A sensational tale of ‘mass graves’ in a temple town in Karnataka has collapsed. What remains is proof of how foreign-funded portals and YouTube provocateurs thrive on vilifying Hinduism.


Karnataka
Karnataka

 

In July this year, Dharmasthala, a temple town in Karnataka revered for its shrine to Lord Manjunatha Swamy, was flung into national headlines for all the wrong reasons. A former sanitation worker claimed that between 1995 and 2014 he had buried “hundreds of bodies,” victims of rape and murder covered up by the temple authorities. His lurid testimony, devoid of evidence, was enough to trigger a Special Investigation Team (SIT), which spent weeks scouring forests and ghats in search of mass graves.

 

As with so many scandals tailor-made for the outrage economy, the narrative collapsed almost as soon as it was built. The SIT found nothing - no mass graves, no victims, no cover-up. The worker confessed he had lied, that he was recruited, trained, and promised protection by shadowy ‘masterminds.’ He even presented a skull as evidence, which turned out to belong to a man who had died decades ago. The whistleblower was unmasked as a pawn. The conspiracy, however, was larger.

 

Behind the theatrics lay a deliberate attempt to malign Dharmasthala, its centuries-old temple trust, and its dharmadhikari, Veerendra Heggade. And here the fingerprints of India’s outrage industry became visible. As per reports, the sanitation worker admitted to being trained in Bengaluru and coached on what to say. His handlers banked on a simple truth of India’s media ecosystem that once an allegation is made, however outlandish, it will be given oxygen by activist-journalists, portals, and YouTubers who present themselves as watchdogs of democracy but function as hitmen for hire.

 

So-called ‘progressive’ portals kept the story alive with relentless amplification of every allegation under the veneer of ‘balanced coverage.’ Thus Dharmasthala, a centre of pilgrimage and charity, was thrust into the dock of public opinion.

 

Digital mercenaries like YouTubers Sameer M.D. churned out AI-generated videos and incendiary clips filled with unverified claims. In this case, the misinformation was so blatant that even the SIT had to charge him under provisions against provocation and false evidence.

 

The question is why the hoax gained traction at all. The answer is depressingly clear: there exists a ready market, both domestic and foreign, for any story that depicts Hinduism as brutal, oppressive or criminal. A conspiracy about mass graves in a Hindu temple is not treated with the incredulity it deserves but treated as plausible, even respectable, because it fits an entrenched narrative.

 

This is where foreign funding enters the picture. Professional grievance-mongers like Mohammed Zubair present themselves as defenders of free expression. In practice, their value proposition to Western donors is that they police Hindu nationalism and expose its ‘crimes.’

 

The more outrageous the story, the better the pitch. From the BBC to Washington think-tanks, there is always an eager audience for tales of Hindu barbarism.
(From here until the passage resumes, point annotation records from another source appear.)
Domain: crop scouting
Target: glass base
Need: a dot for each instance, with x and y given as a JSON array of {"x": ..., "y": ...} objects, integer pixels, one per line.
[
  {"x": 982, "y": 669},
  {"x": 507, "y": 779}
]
The hypocrisy is galling. Allegations of ritualised rape and mass murder in a Hindu temple are splashed across pages without corroboration, yet similar slanders against other communities would be condemned as hate speech. The SIT’s clean chit is buried on inside pages, while the reputational injury to Dharmasthala lingers. What was passed off as journalism was in fact trial by innuendo.

 

For Hindus, this episode should serve as a warning. Every festival, every temple trust, every ritual is fair game for the vilification machine. India is a democracy; dissent is its lifeblood. But dissent is not licence for disinformation, and journalism is not a front for defamation. The Dharmasthala hoax should spark serious scrutiny of the media ecosystem that kept the lie alive. For they are not guardians of accountability but merchants of vilification, profiteers in the business of smearing Hinduism.


The SIT has exposed the hoax. The harder task is to expose the industry that thrives on such hoaxes. Until India does so, Dharmasthala will not be the last Hindu temple to be dragged through the mud for clicks, grants, and foreign applause.